Erstattungszusage der PKV

Im Rahmen unserer GOZ-Vereinbarungs-Strategie (Vereinbarung von Leistungen und Vereinbarung der Gebührenhöhe nach §2 GOZ 2012) wollen wir ja neben der von uns gewünschten Transparenz dem privat versicherten Patienten ermöglichen, von seinem Kostenträger vor Beginn der Behandlung eine verbindliche Zusage zur Höhe der zu übernehmenden Kosten zu erhalten.
Viele Versicherungen fühlten sich bisher nicht in der Lage diese Kostenzusage abzugeben, andere haben sich strikt geweigert.
Dieser “Erstattungsverweigerungs-Strategie“ kann jetzt wirksam begegnet werden.

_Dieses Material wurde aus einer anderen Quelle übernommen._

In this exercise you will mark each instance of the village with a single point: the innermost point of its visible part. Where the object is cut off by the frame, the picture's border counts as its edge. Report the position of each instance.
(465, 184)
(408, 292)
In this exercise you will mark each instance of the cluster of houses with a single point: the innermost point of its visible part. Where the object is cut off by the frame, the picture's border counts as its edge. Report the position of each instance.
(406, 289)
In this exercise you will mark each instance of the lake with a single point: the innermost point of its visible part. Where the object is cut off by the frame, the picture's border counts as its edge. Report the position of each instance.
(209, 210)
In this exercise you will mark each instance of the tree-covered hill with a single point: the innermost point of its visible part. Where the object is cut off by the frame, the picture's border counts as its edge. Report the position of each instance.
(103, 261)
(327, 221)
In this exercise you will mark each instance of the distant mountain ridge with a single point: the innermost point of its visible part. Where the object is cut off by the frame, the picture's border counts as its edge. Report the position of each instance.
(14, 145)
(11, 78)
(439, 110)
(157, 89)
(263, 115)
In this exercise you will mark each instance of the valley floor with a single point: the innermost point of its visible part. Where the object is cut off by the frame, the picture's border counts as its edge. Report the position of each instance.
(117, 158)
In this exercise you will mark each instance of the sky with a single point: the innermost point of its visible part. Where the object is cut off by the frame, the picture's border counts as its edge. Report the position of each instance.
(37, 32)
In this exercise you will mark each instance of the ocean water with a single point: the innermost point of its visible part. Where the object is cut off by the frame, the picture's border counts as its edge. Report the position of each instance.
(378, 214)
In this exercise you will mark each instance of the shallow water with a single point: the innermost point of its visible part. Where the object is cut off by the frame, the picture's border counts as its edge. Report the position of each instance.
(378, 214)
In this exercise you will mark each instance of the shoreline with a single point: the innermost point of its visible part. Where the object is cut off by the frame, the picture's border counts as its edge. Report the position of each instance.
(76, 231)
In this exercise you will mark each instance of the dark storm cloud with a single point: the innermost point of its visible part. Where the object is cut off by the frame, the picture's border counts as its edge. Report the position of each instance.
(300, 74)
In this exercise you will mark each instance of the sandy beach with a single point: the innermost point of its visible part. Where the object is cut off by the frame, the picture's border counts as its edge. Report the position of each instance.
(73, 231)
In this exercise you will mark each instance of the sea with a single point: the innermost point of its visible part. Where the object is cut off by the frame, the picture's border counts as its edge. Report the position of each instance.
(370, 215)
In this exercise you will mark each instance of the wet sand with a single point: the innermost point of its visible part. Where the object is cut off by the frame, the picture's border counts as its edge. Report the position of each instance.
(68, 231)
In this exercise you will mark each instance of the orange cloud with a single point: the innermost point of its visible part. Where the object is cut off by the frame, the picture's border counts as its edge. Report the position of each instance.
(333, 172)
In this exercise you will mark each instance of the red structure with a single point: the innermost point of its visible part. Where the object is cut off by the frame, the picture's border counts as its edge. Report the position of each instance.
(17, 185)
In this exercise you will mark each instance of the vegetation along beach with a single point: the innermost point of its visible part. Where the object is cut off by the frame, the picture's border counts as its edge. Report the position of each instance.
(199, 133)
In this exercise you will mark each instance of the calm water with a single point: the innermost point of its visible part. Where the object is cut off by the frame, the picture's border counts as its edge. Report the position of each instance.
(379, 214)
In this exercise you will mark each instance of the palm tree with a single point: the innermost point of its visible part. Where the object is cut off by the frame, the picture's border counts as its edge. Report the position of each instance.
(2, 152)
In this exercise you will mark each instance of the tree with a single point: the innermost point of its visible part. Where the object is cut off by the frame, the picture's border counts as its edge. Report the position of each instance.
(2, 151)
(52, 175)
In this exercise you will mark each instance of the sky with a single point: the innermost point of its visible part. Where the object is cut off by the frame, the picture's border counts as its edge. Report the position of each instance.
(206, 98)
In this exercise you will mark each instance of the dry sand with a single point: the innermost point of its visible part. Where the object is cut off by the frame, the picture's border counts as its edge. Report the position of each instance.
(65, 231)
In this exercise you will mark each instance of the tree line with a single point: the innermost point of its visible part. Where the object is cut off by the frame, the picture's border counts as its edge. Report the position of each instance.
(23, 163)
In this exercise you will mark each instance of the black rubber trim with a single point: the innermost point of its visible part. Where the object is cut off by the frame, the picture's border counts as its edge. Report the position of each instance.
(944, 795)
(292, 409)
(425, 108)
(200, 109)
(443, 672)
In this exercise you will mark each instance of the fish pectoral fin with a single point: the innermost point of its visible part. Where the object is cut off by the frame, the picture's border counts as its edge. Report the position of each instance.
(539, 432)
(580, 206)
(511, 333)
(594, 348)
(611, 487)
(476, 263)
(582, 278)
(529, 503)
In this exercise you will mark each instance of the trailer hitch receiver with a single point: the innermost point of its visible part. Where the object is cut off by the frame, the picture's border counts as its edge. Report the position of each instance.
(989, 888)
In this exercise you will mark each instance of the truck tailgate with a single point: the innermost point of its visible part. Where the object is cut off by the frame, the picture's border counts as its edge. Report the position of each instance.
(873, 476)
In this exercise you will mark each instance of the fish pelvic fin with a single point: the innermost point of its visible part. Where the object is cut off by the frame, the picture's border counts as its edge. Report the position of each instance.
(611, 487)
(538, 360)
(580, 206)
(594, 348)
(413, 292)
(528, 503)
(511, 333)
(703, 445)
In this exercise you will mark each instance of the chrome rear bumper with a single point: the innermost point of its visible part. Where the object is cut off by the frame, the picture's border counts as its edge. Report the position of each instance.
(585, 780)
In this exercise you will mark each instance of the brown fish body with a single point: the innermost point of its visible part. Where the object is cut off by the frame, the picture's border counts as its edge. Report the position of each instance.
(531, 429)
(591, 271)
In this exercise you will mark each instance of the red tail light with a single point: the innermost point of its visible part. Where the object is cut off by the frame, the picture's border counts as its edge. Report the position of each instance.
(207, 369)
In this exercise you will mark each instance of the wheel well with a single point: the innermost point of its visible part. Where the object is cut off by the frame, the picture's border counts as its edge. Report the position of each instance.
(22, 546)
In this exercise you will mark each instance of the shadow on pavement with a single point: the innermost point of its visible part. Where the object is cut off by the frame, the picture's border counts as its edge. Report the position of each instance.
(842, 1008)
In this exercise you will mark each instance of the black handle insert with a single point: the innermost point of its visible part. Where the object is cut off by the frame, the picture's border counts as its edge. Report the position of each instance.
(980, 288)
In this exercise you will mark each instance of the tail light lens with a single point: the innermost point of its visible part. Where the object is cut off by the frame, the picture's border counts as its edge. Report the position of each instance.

In PKV publik, dem Magazin des Verbandes der privaten Krankenversicherung, Ausgabe 01-2013 (http://www.pkv.de/publikationen/pkv_publik/archiv/pkv-publik-nr-02-2013/mehr-rechte-fuer-patienten/) findet sich ein netter Artikel, den wir Ihrer geschätzten Aufmerksamkeit empfehlen.
Der erste Satz lautet:
„Privatversicherte haben nun einen Anspruch auf kurzfristige Auskunft ihres PKV-Unternehmens zur Kostenübernahme.“
Weitere Ausführungen zu diesem Thema finden sich im Magazin Ausgabe März 2013. Die Kernaussagen des Artikels haben wir in dem folgenden Textauszug zusammen gefasst. So lassen sich eigene Patienten-Anschreiben entsprechend einfach und aussagekräftig gestalten.
Aus: PKV publik März 2013
„Der Gesetzentwurf stärkt explizit die Rechte Privatversicherter. Sie haben künftig Anspruch darauf, vor Beginn einer Behandlung von ihren PKV-Unter­nehmen verbindlich Auskunft darüber zu erhalten, welche Leistungen die Versiche­rung übernimmt. Bedingung: Die Kosten der Behandlung müssen voraussichtlich mehr als 2.000 Euro betragen. Bei Beihilfeberechtigten gilt der Auskunftsan­spruch bereits ab erwarteten Kosten von 1.000 Euro.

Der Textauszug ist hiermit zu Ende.